🤝56. Merge Intervals

Medium | Grind 75 | Thursday August 4, 2022

Given an array of intervals where intervals[i] = [starti, endi], merge all overlapping intervals, and return an array of the non-overlapping intervals that cover all the intervals in the input.

Constraints:

• 1 <= intervals.length <= 104

• intervals[i].length == 2

• 0 <= starti <= endi <= 104

Example 1

Input: intervals = [[1,3],[2,6],[8,10],[15,18]]
Output:
 [[1,6],[8,10],[15,18]]
Explanation:
 Since intervals [1,3] and [2,6] overlap, merge them into [1,6].

Example 2

Input: intervals = [[1,4],[4,5]]
Output:
 [[1,5]]
Explanation:
 Intervals [1,4] and [4,5] are considered overlapping.

SOLUTION

The question is straightforward, but, we need to pay close attention to the constraints. The two values inside each element will always be non-decreasing. However, the intervals/elements themselves do not strictly have to be non-decreasing. Given this, we will first sort the intervals. By using python's built-in sort function, it will sort the intervals based on their first start value. For example, if the input is [[1,3],[2,6],[8,10],[5, 18]], the sorted list would be [[1,3],[2,6],[5,18],[8,10]]

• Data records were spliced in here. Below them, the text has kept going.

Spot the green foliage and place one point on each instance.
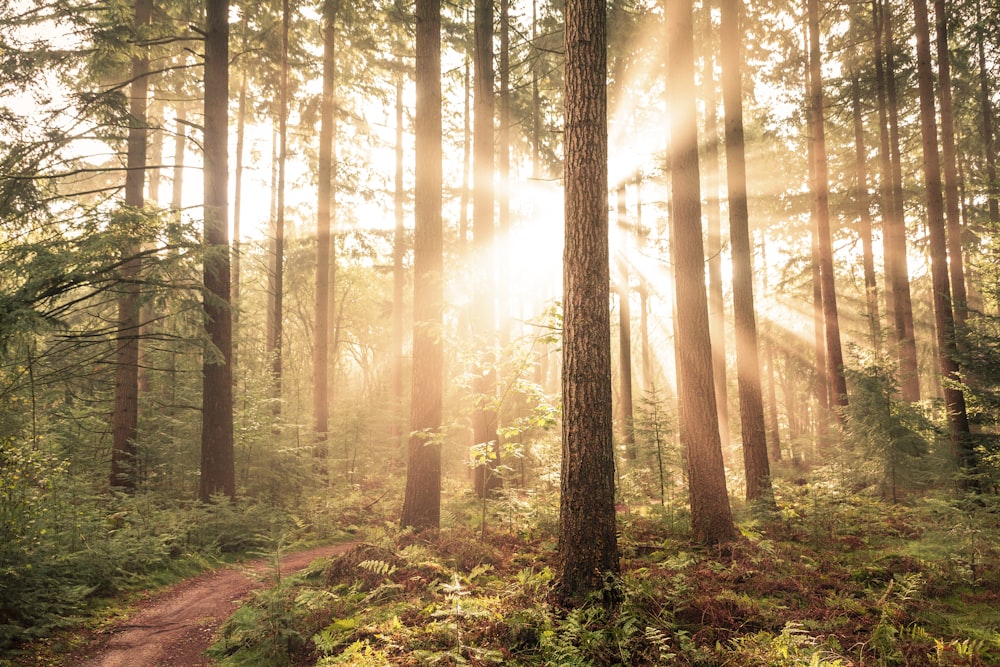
(888, 439)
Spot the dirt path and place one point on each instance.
(173, 628)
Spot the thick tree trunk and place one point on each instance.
(716, 302)
(895, 227)
(276, 324)
(986, 108)
(398, 276)
(821, 192)
(944, 321)
(949, 161)
(325, 254)
(484, 425)
(217, 469)
(711, 516)
(758, 471)
(422, 502)
(241, 117)
(865, 216)
(588, 546)
(125, 420)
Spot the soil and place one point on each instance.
(173, 628)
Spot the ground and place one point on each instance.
(173, 628)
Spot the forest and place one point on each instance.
(569, 332)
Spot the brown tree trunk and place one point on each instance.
(758, 471)
(986, 106)
(422, 502)
(588, 544)
(895, 227)
(398, 254)
(484, 425)
(711, 516)
(217, 469)
(821, 193)
(276, 324)
(949, 160)
(944, 321)
(716, 302)
(864, 216)
(626, 414)
(325, 253)
(241, 116)
(125, 419)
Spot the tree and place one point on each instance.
(894, 225)
(821, 193)
(758, 472)
(124, 473)
(944, 319)
(325, 257)
(483, 232)
(949, 161)
(422, 504)
(276, 314)
(711, 516)
(588, 545)
(218, 473)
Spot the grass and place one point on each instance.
(831, 579)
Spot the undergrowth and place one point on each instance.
(831, 579)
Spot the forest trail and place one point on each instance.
(174, 627)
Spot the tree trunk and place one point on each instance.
(588, 545)
(949, 158)
(422, 503)
(716, 302)
(758, 472)
(398, 277)
(503, 174)
(277, 316)
(486, 477)
(944, 321)
(895, 227)
(624, 327)
(324, 238)
(180, 143)
(865, 216)
(986, 105)
(241, 116)
(125, 420)
(711, 516)
(217, 470)
(821, 192)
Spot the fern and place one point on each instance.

Once we have the sorted intervals, we will loop through each element in the intervals list. We know that an overlap exists when the end (second value in an element) value is greater than or equal to the start value of the next element. In example 1, our first element is [1,3]. The start is 1 and the end is 3. We now compare our end with the start of the next element which is 2. Since 3 is bigger than 2, we know there is an overlap. We can now merge these two intervals. NOTE: whenever you merge, you need to be careful of the end values because the end value of the next element may not necessarily be greater than the end value of the current element.

class Solution:
    def merge(self, intervals: List[List[int]]) -> List[List[int]]:
        intervals.sort() # will sort it based on the first value of each element
        output = []      # store our merged intervals here. 
        i= 0  
        
        while i < len(intervals):  
            start, end = intervals[i][0], intervals[i][1] # get the start and end of an element.
            
            # need to loop only unitl len - 2 to not get index error since we add i+1 
            while i <= len(intervals)-2:
                # keep iterating if the current end is more than the start of the next element.
                # if end > start of next element, means an overlap exist. 
                if end >= intervals[i+1][0]:
                    
                     # need to update the end. the end value for the next element could be smaller than the current end. 
                    if end < intervals[i+1][1]:
                        end = intervals[i+1][1]
                        
                    # go to the next element and repeat
                    i += 1
                    
                else: 
                    break
            
            # this will be the merged interval. 
            output.append([start, end])
            i += 1
        
        return output

TIME AND SPACE COMPLEXITY

TIME: we are looping through all the elements once so the time for this will be O(n) where n is the number of elements in the interval list. However, Given that we are sorting, the time complexity for that is O(nlogn). Therefore, our time complexity is O(nlogn).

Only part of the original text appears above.